1. Missing or blank expiration date field
2. Vague information descriptions ("all records")
3. No statement about right to revoke
4. Using standard ROI for 42 CFR Part 2 records
5. Failing to get new authorization when purpose changes
6. Accepting undated signatures
7. Not verifying legal representative authority

Digital and Electronic ROI Considerations

Electronic signatures are valid for ROI forms, but you need proper systems in place. The E-SIGN Act and UETA allow electronic signatures, but you must be able to verify identity and maintain an audit trail.

Electronic ROI Requirements

Identity verification: Secure login, multi-factor authentication, or verified email
Intent to sign: Clear indication that submitting constitutes signature
Audit trail: Timestamp, IP address, and signature capture method documented
Accessibility: Client must be able to download or print signed copy
Retention: Electronic records must be maintained for required retention period

Frequently Asked Questions

Can a client authorize release of only part of their record?

Yes. Clients have the right to limit what information is shared. If they only want diagnosis codes released without progress notes, you must honor that limitation. Document the specific scope clearly on the ROI form.

What if a parent wants their adult child's records?

Adults must provide their own authorization. Being a parent does not grant automatic access to an adult child's mental health records. The only exceptions are legal guardianship or healthcare power of attorney.

How long should I keep expired ROI forms?

Retain expired authorizations for at least 6 years from the date of last disclosure made under that authorization. Some states require longer retention. Check your state requirements.

Can I refuse to release records even with a valid ROI?

Generally, no. With a valid authorization, you are required to provide the specified records. However, you may delay or limit disclosure if you believe it would cause serious harm to the client. Document your reasoning carefully.

What if the receiving party asks for more than the ROI specifies?

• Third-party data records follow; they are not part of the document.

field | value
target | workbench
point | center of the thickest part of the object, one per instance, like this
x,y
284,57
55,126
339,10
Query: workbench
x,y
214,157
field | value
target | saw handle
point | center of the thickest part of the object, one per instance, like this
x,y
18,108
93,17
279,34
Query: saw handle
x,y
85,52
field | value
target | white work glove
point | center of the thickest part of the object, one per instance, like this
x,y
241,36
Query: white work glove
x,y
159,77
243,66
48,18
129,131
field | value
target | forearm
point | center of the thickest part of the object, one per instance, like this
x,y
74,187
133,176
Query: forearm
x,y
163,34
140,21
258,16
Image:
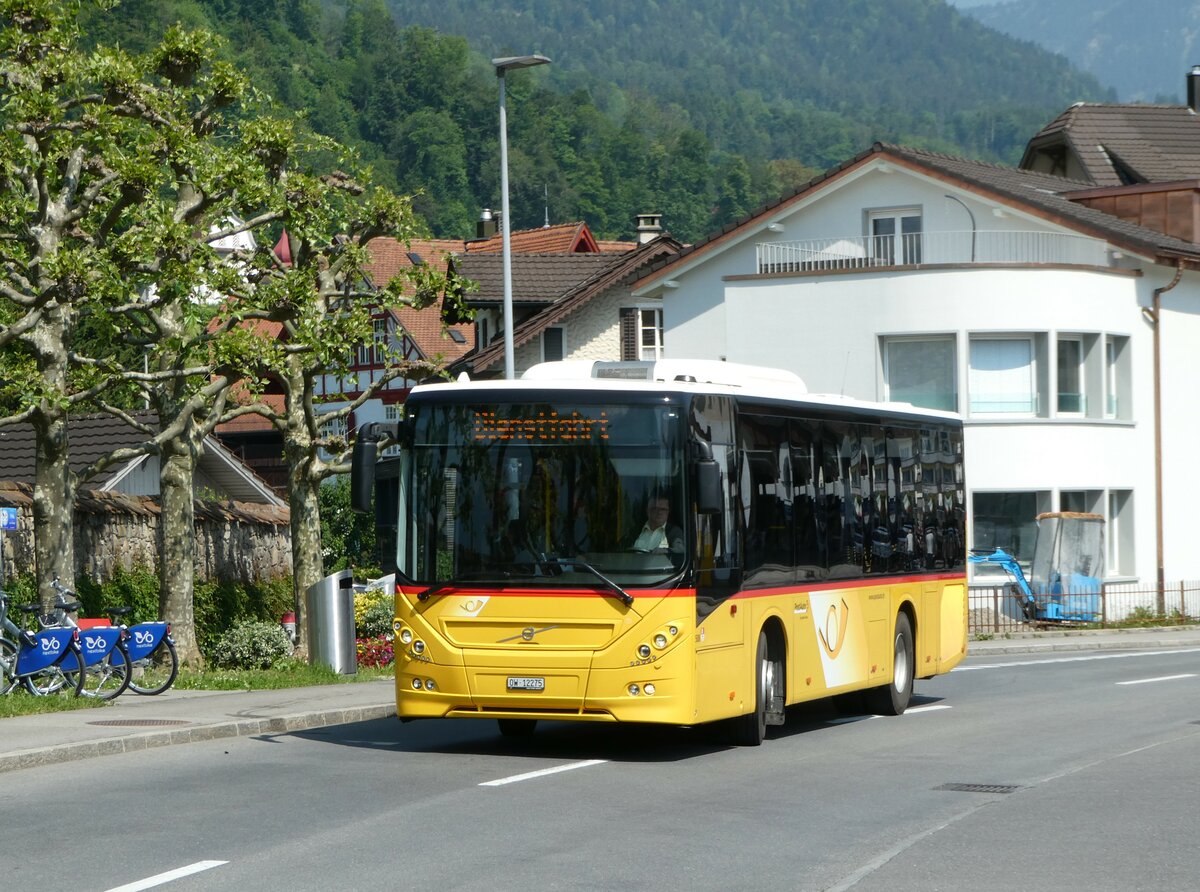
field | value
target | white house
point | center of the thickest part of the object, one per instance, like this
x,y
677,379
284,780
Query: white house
x,y
1065,336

Only release what is specifically authorized. If they need additional information, request a new or amended authorization from the client. Never expand disclosure beyond the written scope.

Do I need a new ROI if the client changes therapists within my practice?

It depends on how your ROI is written. If it authorizes disclosure from your practice or organization, internal transfers may be covered under treatment coordination. If it names a specific therapist, you may need updated authorization.

Key Takeaways

1. Every valid ROI requires all 8 HIPAA elements. Missing even one can invalidate the entire authorization.
2. Specificity protects everyone. Describe exactly what records, from what dates, for what purpose.
3. Set reasonable expiration dates. Avoid open-ended authorizations that never expire.
4. Special categories require special forms. Standard ROIs are not sufficient for substance abuse records, psychotherapy notes, or HIV information.
5. Document revocations immediately. When a client withdraws authorization, stop disclosures and document the revocation.
6. When in doubt, get a new authorization. It takes less time than defending an improper disclosure.

Getting your ROI process right protects your clients, your practice, and your peace of mind. Take time to review your current forms against these requirements. If anything is missing or vague, update your templates before the next disclosure request lands on your desk.